Genetic factors are thought to contribute to 30–50% of diseases such as obesity, type 2 diabetes mellitus, atherosclerotic disease, and cirrhosis. Genetic polymorphisms (SNPs) in a number of genes have been associated with the presence of NAFLD and risk of disease progression to advanced fibrosis and HCC [31][62].
Two genes are considered most involved in the predisposition and development of NAFLD: patatin-like phospholipase domain-containing protein 3 (PNPLA3) and transmembrane 6 superfamily member 2 (TM6SF2).
The PNPLA3 mutation rs738409, encoding an I148M mutation, is independently associated with NAFLD, fibrosis progression, and an increased risk of HCC development [32][63]. This SNP has been reported to impair mobilization of triglycerides from hepatic lipid droplet, leading to an increase in hepatic fat content but not with alterations in glucose homeostasis and lipoprotein metabolism [33][64].
In a multivariate analysis that also included the presence of diabetes, BMI, age, and gender, the presence of the PNPLA3 mutation was shown to increase the risk of HCC by 2.3 times in heterozygotes and by 5 times in homozygotes [33][64].
The rs58542926 variant in the TM6SF2 gene, encoding an E167K mutation, is associated both with hepatic steatosis and an increased risk of liver fibrosis; however, its role in HCC development remains uncertain. The accumulation of triglycerides in the liver is due to the loss of function of this transporter with the inability to secrete lipoproteins rich in triglycerides and apolipoprotein. However, the inability to secrete VLDL reduces the incidence of cardiovascular disease in carriers of this polymorphism [34][65].
In a further study on individuals of European origin, the SNP rs641738 in the locus near the MBOAT7/TMC4 gene has been demonstrated to be associated with the severity of NAFLD [35][66]. This association is mediated by a decreased protein expression of MBOAT7 with consequent changes in the remodeling of the hepatic phosphatidylinositol acyl chain [36][67].
A study carried out in the UK found two mutations responsible for insulin resistance: the mutation (rs1044498, K121Q) of the ENPP1 gene and the mutation (rs1801278, Q972R) in the insulin receptor substrate-1 (IRS-1); both mutations, by reducing insulin sensitivity, were, independently of other factors, involved in NAFLD with a higher risk of progression to fibrosis [31][62].

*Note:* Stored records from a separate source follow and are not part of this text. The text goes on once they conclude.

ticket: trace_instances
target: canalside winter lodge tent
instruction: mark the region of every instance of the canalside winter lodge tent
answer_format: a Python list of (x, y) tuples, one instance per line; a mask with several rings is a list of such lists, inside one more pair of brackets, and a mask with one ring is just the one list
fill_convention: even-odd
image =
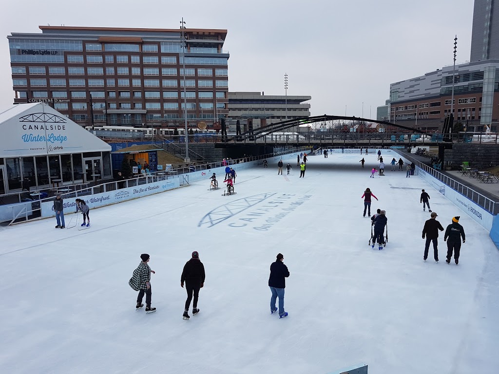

Glucokinase regulatory protein (GCKR) regulates glucokinase activity and has been associated with NAFLD in the presence of the P446L mutation, which reduces the ability of GCKR to inhibit glucokinase in response to fructose-6-phosphate, thereby increasing the activity of the glucokinase and hepatic glucose absorption. The resulting uncontrolled hepatic glycolysis reduces glucose and insulin levels and increases the production of malonyl-CoA, promoting hepatic lipid accumulation. GCKR variants have been associated with fibrosis following NASH [37][68].
Considering the genes involved in oxidative stress, individuals carrying the variant SNP rs4880 of SOD2 have a 1.56-fold increased risk of developing advanced fibrosis [31][62].
An important role in the progression of fatty liver disease is also played by epigenetic regulation. Methylation of genes generally leads to a reduction in the expression of the gene product. Hypermethylation of the 99 CpG island in the regulatory region of PNPLA3 affects its expression and has been associated with advanced liver fibrosis. Furthermore, CpG99 methylation levels and PNPLA3 mRNA are affected by the PNPLA3 rs738409 genotype [38][69].
More recently, genetic variants have been combined into “polygenic risk scores”. These genetic variants are associated with HCC risk in individuals with multiple underlying liver diseases [39][40][70,71].